The digital hub of the campaign is the project’s Facebook page, with a grant-recipient-generated content strategy scheduled through to 2011, as well as its microsite and branded YouTube channel. The video content up on the YouTube page includes three short films – which were also used for the campaign television spots, launched this weekend – profiling grant recipients, with three more going into production this week. The segments will eventually be developed into a full-length documentary, and although distribution has yet to be finalized, the filmmakers who have worked on the six spots have been encouraged by RBC to submit their films to the Toronto International Film Festival, of which RBC is a sponsor.
The Facebook fan page was launched with the RBC Blue Water Facebook Challenge, which asked people to sign up to be fans of the page with the goal of garnering 10,000 ‘likes’ – if achieved, the FI would donate $10,000 to a grant recipient. It worked: there are now over 12,000 fans of the page, and charity Free the Children will get an extra $10,000 in funding.

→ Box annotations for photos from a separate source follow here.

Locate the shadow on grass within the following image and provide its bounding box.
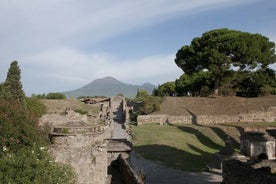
[199,125,240,149]
[177,126,223,150]
[134,144,212,171]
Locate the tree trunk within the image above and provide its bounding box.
[214,79,220,96]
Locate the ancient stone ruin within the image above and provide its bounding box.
[40,96,144,184]
[222,129,276,184]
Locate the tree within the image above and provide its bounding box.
[46,93,66,99]
[175,28,276,95]
[175,71,214,96]
[3,61,25,104]
[153,82,175,97]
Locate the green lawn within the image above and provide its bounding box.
[131,123,275,171]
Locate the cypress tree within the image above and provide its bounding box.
[3,61,25,104]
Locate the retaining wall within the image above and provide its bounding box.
[117,155,145,184]
[137,107,276,125]
[222,160,276,184]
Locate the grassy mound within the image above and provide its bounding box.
[132,123,276,171]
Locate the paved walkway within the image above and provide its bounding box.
[112,99,222,184]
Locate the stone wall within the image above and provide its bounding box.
[117,155,145,184]
[222,160,276,184]
[137,107,276,125]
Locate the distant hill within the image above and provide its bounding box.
[62,77,156,98]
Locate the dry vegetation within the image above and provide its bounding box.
[154,96,276,115]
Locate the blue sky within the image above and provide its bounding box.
[0,0,276,95]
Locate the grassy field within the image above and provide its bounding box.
[131,123,276,171]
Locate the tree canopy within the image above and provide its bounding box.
[2,61,25,103]
[0,61,76,184]
[175,28,276,95]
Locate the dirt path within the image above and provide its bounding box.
[130,153,222,184]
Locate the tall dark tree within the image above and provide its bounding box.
[3,61,25,103]
[175,28,276,95]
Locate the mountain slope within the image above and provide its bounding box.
[63,77,156,98]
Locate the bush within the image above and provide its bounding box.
[0,99,75,184]
[46,93,66,99]
[74,109,88,115]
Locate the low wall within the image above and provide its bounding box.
[222,160,276,184]
[137,108,276,125]
[117,155,145,184]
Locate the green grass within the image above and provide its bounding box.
[131,123,276,171]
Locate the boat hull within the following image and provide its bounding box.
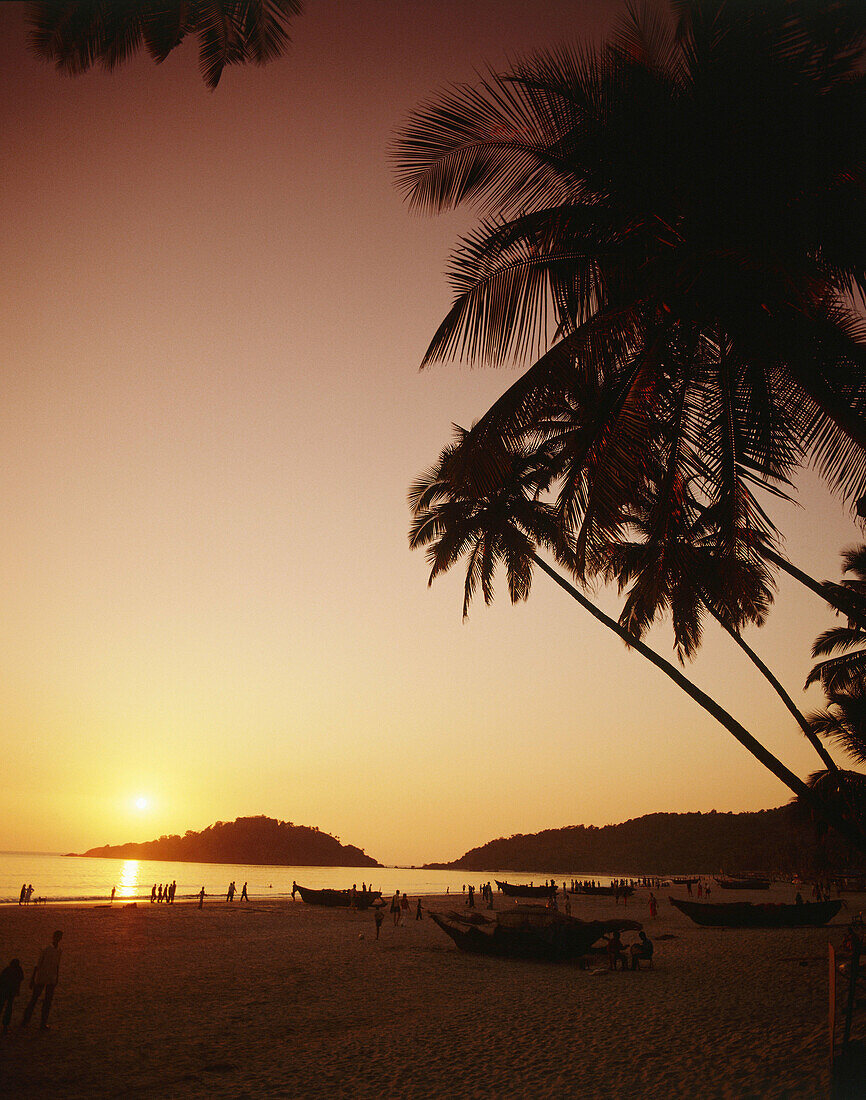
[295,887,382,909]
[428,912,642,963]
[493,879,557,898]
[669,898,842,928]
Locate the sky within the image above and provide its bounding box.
[0,0,862,865]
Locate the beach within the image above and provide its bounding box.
[0,887,863,1100]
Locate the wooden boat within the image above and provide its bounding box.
[577,883,635,898]
[493,879,557,898]
[715,875,770,890]
[428,905,643,963]
[295,884,382,909]
[669,898,842,928]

In addition to her work on the Blue Water Project, Zarska has contributed media strategy to other aspects of the RBC business, in particular, branch openings. The problem, she found, was that many of RBC’s new branches open in small Canadian markets, and good photos or details of available billboards in these markets weren’t always readily available. To help better plan OOH, Zarska created a best practice at the agency whereby all new branch opening locations are analyzed through Google Maps and Streetview to ensure ideal OOH locations are hand-selected for purchase.
Additionally, she would like to to introduce more mobile elements into RBC’s media planning. ‘I’ve been trying to get mobile on every single plan, especially now because a few other financial institutions have come out with mobile applications,’ she explains. ‘But I think it’s finding the need first. We can’t just put an app out there and expect it to do things for us.’